Recombinant human activated protein C resets thrombin generation in patients with severe sepsis - a case control study

Abstract

Introduction: Recombinant human activated protein C (rhAPC) is the first drug for which a reduction of mortality in severe sepsis has been demonstrated. However, the mechanism by which this reduction in mortality is achieved is still not clearly defined. The aim of the present study was to evaluate the dynamics of the anticoagulant, anti-inflammatory and pro-fibrinolytic action of rhAPC in patients with severe sepsis, by comparing rhAPC-treated patients with case controls.

Methods: In this prospectively designed multicenter case control study, 12 patients who were participating in the ENHANCE study, an open-label study of rhAPC in severe sepsis, were treated intravenously with rhAPC at a constant rate of 24 microg/kg/h for a total of 96 h. Twelve controls with severe sepsis matching the inclusion criteria received standard therapy. The treatment was started within 48 h after the onset of organ failure. Blood samples were taken before the start of the infusion and at 4, 8, 24, 48, 96 and 168 h, for determination of parameters of coagulation and inflammation.

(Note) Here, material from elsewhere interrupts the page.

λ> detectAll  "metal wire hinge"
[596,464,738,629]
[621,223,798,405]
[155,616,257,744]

Results: Sepsis-induced thrombin generation as measured by thrombin-antithrombin complexes and prothrombin fragment F1+2, was reset by rhAPC within the first 8 h of infusion. The administration of rhAPC did not influence parameters of fibrinolysis and inflammation. There was no difference in outcome or occurrence of serious adverse events between the treatment group and the control group.

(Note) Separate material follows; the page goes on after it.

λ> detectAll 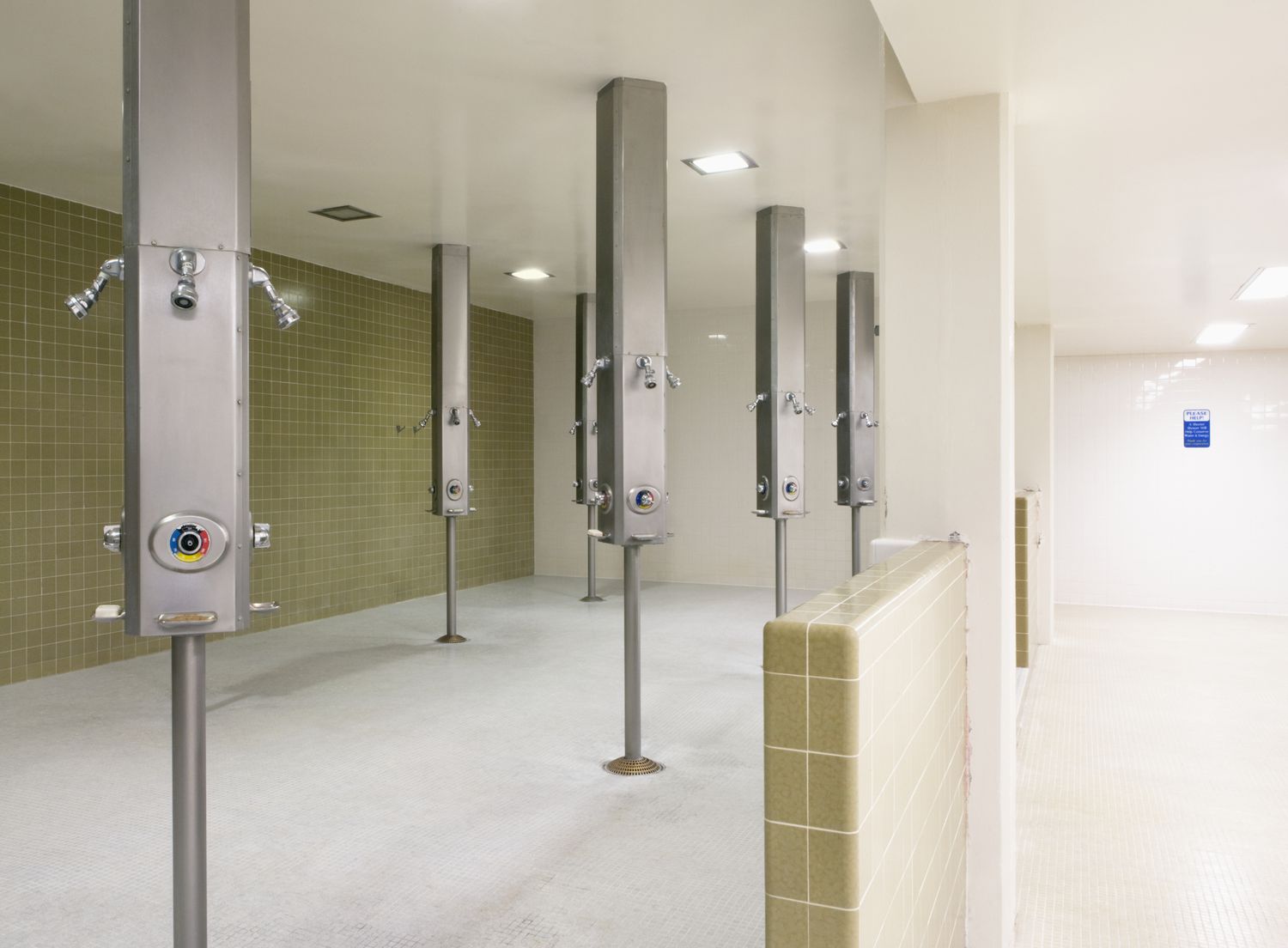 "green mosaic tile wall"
[0,185,533,685]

Conclusion: Sepsis-induced thrombin generation in severely septic patients is reset by rhAPC within the first 8 h of infusion without influencing parameters of fibrinolysis and inflammation.

Figure 1

Levels of TAT and F1+2. Plasma levels of (a) TAT and (b) F1+2 in the rhAPC group (▴) and the control group (○). Data represent mean ± SD. F1+2, prothrombin fragment F1+2; rhAPC, recombinant human activated protein C; TAT, thrombin-antithrombin complexes.

Figure 2

Levels of protein C and protein C inhibitor. Plasma levels of (a) protein C and (b) protein C inhibitor in the rhAPC group (▴) and the control group (○). The levels of protein C and protein C inhibitor are expressed as the percentage of the level measured in normal pool plasma. Data represent mean ± SD. rhAPC, recombinant human activated protein C.

Figure 3

Levels of total and free protein S. Plasma levels of (a) total protein S and (b) free protein S in the rhAPC group (▴) and the control group (○). The levels of total protein S are expressed as the percentage of the level measured in normal pool plasma. The levels of free protein S are expressed as a percentage of total protein S. Data represent mean ± SD. rhAPC, recombinant human activated protein C.

Figure 4

Fibrinolysis. Plasma levels of (a) D-dimer, (b) PAP and (c)TAFI-Ag in the rhAPC group (▴) and the control group (○). TAFI levels are expressed as the percentage of the level measured in normal pool plasma. Data represent mean ± SD. PAP, plasmin-antiplasmin complexes; TAFI-Ag, thrombin-activatable fibrinolysis inhibitor antigen; rhAPC, recombinant human activated protein C.

Figure 5

Cytokines. Plasma levels of (a) TNF-alpha, (b) IL-6 and (c) IL-10 in the rhAPC group (▴) and the control group (○). Assay detection limits were 3.0 pg/ml for TNF-alpha, 0.6 pg/ml for IL-6 and 1.2 pg/ml for IL-10. Data represent mean ± SD. IL, interleukin; rhAPC, recombinant human activated protein C; TNF, tumor necrosis factor.